Menurut Pramono, semua pihak terkait harus bertanggung jawab dalam proses penyelidikan dugaan beras oplosan.

“Karena bagi saya sendiri keterbukaan itu menjadi penting,” ujar dia.

Tugas untuk Food Station Tjipinang

Dia menegaskan, FS Tjipinang memiliki peran vital dalam menstabilkan harga kebutuhan pokok di Jakarta. Sebab, menurut Pramono, pengelolaan distribusi pangan di Jakarta dilakukan oleh BUMD tersebut. 

“FS Tjipinang itu salah satu yang menjaga harga. Saya berkepentingan dan bertanggung jawab untuk itu. Karena kalau harga melonjak, inflasi naik, ya warga Jakarta yang kena,” jelas Pramono.

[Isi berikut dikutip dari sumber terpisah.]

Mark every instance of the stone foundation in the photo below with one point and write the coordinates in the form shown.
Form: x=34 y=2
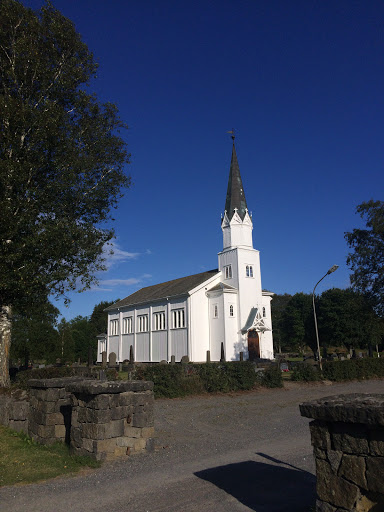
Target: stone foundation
x=348 y=440
x=111 y=419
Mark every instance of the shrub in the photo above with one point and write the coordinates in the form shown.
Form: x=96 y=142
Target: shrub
x=271 y=377
x=305 y=372
x=353 y=369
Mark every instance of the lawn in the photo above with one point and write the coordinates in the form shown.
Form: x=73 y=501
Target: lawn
x=23 y=461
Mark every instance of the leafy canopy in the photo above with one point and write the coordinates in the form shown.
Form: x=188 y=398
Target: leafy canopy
x=62 y=158
x=367 y=258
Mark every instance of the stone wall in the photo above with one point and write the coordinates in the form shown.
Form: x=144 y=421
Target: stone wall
x=103 y=420
x=347 y=435
x=14 y=411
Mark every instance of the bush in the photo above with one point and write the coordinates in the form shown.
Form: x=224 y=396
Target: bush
x=305 y=373
x=351 y=369
x=271 y=377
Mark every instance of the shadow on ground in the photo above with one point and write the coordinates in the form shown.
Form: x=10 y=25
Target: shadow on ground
x=265 y=487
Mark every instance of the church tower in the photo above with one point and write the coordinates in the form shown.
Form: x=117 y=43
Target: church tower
x=239 y=263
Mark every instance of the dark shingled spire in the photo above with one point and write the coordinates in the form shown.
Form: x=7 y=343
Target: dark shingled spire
x=235 y=192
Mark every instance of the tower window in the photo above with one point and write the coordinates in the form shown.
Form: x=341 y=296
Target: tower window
x=127 y=325
x=159 y=321
x=178 y=318
x=142 y=323
x=114 y=328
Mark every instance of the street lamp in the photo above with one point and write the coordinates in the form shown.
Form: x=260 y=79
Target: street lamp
x=332 y=269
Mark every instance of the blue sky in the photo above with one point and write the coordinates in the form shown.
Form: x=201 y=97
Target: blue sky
x=302 y=84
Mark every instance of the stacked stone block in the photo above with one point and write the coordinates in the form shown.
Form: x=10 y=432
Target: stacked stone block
x=14 y=412
x=50 y=410
x=112 y=419
x=348 y=439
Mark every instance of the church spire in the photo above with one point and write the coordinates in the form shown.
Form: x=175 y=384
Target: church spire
x=235 y=200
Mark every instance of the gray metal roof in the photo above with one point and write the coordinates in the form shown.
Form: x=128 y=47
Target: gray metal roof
x=169 y=289
x=235 y=192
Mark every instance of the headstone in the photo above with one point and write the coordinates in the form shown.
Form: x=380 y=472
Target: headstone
x=112 y=359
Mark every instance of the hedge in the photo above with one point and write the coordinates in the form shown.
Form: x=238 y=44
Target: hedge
x=351 y=369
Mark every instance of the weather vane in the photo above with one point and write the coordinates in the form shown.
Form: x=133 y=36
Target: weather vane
x=232 y=132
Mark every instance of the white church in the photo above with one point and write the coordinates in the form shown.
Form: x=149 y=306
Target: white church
x=191 y=315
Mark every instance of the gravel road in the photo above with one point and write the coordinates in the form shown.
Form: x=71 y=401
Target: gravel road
x=221 y=453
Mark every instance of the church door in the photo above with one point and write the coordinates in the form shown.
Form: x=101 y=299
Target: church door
x=253 y=345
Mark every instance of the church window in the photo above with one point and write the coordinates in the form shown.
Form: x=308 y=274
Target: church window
x=128 y=325
x=178 y=318
x=142 y=323
x=114 y=328
x=159 y=321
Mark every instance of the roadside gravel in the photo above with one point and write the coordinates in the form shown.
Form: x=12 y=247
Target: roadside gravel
x=236 y=452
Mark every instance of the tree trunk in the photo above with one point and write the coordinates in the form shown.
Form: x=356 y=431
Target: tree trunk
x=5 y=345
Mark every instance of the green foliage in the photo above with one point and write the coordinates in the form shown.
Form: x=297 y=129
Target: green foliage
x=367 y=258
x=171 y=381
x=22 y=461
x=297 y=323
x=304 y=372
x=346 y=318
x=271 y=377
x=351 y=369
x=34 y=334
x=278 y=305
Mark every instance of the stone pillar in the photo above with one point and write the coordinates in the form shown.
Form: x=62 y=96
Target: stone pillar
x=348 y=440
x=50 y=410
x=112 y=419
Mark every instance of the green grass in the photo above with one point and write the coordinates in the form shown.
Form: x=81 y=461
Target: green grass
x=22 y=461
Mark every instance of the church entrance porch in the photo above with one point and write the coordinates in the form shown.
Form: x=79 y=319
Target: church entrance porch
x=253 y=345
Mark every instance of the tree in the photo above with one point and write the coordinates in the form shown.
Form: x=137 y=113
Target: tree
x=34 y=334
x=278 y=306
x=346 y=317
x=298 y=323
x=367 y=258
x=62 y=163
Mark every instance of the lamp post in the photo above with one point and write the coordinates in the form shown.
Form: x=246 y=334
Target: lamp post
x=332 y=269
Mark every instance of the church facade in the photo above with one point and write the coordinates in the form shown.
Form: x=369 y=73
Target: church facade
x=191 y=315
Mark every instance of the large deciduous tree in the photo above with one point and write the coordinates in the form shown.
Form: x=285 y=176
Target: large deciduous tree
x=62 y=163
x=367 y=258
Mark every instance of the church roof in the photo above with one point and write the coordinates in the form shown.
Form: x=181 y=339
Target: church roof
x=235 y=192
x=169 y=289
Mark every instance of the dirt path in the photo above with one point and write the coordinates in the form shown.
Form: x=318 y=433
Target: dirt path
x=227 y=453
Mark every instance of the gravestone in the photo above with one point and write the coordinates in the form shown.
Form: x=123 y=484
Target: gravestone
x=112 y=360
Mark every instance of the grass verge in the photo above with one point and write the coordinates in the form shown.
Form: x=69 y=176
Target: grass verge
x=22 y=461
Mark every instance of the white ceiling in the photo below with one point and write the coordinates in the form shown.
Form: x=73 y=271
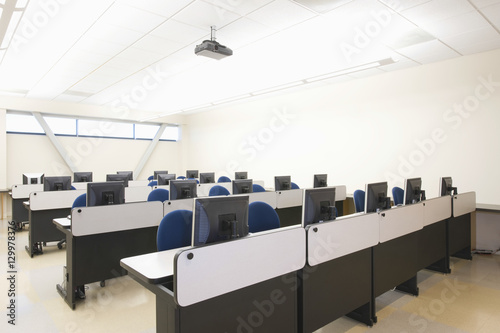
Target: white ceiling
x=139 y=55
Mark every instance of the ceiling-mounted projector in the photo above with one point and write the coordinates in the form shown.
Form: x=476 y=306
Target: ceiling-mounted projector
x=212 y=49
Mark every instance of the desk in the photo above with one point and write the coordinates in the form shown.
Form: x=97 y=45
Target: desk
x=43 y=207
x=98 y=237
x=228 y=299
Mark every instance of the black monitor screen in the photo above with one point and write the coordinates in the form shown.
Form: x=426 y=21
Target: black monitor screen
x=282 y=183
x=376 y=197
x=319 y=205
x=320 y=180
x=217 y=219
x=82 y=177
x=60 y=183
x=206 y=177
x=156 y=173
x=241 y=175
x=182 y=189
x=413 y=191
x=165 y=178
x=192 y=174
x=130 y=174
x=242 y=186
x=105 y=193
x=33 y=178
x=117 y=177
x=446 y=186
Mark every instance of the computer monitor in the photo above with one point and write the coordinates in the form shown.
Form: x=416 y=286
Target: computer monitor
x=376 y=198
x=218 y=219
x=192 y=174
x=445 y=186
x=413 y=192
x=33 y=178
x=156 y=173
x=183 y=189
x=105 y=193
x=118 y=177
x=207 y=177
x=320 y=180
x=318 y=205
x=130 y=174
x=242 y=186
x=241 y=175
x=165 y=178
x=282 y=183
x=82 y=177
x=58 y=183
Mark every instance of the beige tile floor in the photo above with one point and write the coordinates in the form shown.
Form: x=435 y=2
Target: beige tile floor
x=468 y=300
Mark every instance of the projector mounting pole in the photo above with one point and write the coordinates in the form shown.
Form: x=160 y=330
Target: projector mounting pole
x=212 y=33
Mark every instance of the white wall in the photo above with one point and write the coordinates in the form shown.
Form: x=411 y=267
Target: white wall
x=387 y=127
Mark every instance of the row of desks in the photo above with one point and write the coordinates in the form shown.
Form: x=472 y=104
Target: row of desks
x=312 y=276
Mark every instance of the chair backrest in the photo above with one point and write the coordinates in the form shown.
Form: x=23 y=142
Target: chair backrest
x=224 y=179
x=398 y=195
x=261 y=216
x=359 y=200
x=218 y=190
x=258 y=188
x=80 y=201
x=159 y=194
x=174 y=230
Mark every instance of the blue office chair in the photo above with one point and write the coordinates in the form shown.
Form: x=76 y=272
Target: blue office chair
x=223 y=179
x=398 y=195
x=258 y=188
x=197 y=181
x=359 y=201
x=174 y=230
x=261 y=216
x=218 y=190
x=159 y=194
x=80 y=201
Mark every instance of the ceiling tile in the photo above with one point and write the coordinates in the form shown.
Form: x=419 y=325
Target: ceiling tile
x=204 y=15
x=281 y=14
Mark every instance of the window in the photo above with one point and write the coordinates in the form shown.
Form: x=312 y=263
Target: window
x=20 y=123
x=61 y=126
x=105 y=128
x=146 y=131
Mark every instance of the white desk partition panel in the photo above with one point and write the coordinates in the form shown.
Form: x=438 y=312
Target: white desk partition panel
x=212 y=272
x=436 y=209
x=102 y=219
x=345 y=235
x=134 y=183
x=464 y=203
x=137 y=193
x=267 y=197
x=22 y=191
x=53 y=199
x=340 y=192
x=289 y=198
x=400 y=221
x=170 y=206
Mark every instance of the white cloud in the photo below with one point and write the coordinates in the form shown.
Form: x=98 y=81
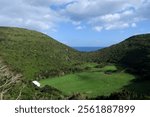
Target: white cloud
x=98 y=28
x=100 y=15
x=79 y=27
x=133 y=25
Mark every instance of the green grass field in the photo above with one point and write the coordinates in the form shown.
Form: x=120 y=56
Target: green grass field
x=91 y=83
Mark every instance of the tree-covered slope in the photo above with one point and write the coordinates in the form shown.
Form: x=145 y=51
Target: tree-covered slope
x=32 y=53
x=133 y=53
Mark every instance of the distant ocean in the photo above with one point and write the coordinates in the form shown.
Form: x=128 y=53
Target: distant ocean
x=87 y=49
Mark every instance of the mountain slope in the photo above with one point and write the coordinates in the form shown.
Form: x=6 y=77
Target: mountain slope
x=33 y=53
x=133 y=53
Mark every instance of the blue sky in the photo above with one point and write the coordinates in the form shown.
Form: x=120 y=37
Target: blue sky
x=98 y=23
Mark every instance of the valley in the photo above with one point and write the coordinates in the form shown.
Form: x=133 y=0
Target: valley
x=121 y=71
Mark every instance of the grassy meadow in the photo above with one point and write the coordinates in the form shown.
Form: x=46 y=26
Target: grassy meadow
x=93 y=82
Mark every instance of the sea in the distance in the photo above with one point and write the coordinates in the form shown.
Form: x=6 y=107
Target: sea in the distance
x=87 y=49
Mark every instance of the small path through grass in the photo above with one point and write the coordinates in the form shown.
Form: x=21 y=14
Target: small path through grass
x=91 y=83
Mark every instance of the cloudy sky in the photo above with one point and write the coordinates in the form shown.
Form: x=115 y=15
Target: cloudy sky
x=79 y=22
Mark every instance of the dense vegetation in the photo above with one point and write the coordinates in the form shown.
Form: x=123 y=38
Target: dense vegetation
x=65 y=73
x=133 y=53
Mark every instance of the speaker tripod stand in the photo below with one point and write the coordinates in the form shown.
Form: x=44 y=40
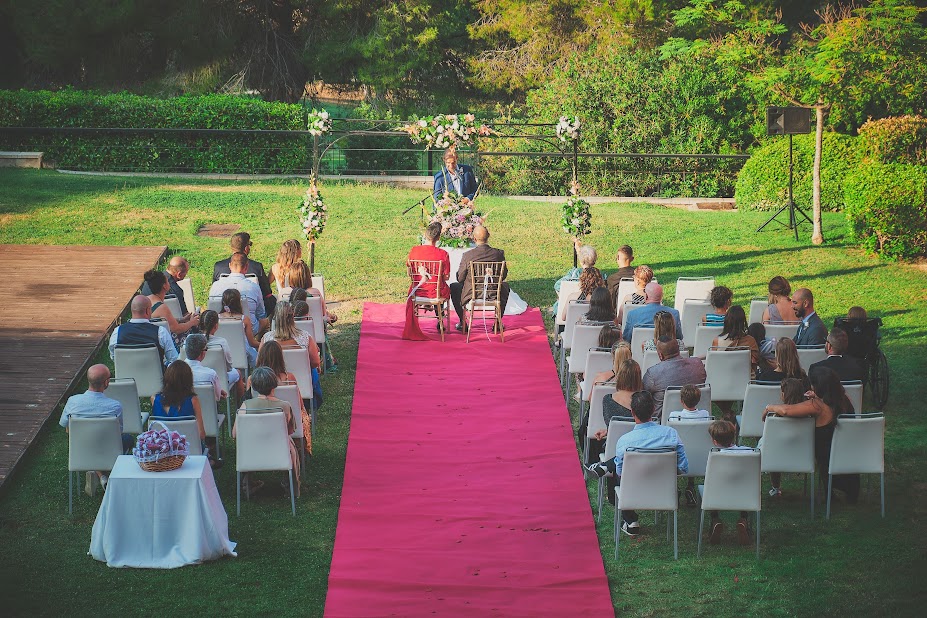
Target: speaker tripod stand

Awal Mula Temuan Beras Oplosan

PT Food Station Tjipinang Jaya terseret dugaan pelanggaran mutu dan takaran dalam produk yang beredar di pasaran. Kasus ini tengah diselidiki Satgas Pangan Polri.

Selain PT Food Station Tjipinang Jaya, ada tiga perusahaan produsen dan distributor beras yang ikut diperiksa yakni Wilmar Group, PT Belitang Panen Raya, dan PT Sentosa Utama Lestari (Japfa Group). Pemeriksaan dilakukan dengan cara mengambil sampel beras kemasan dari berbagai daerah.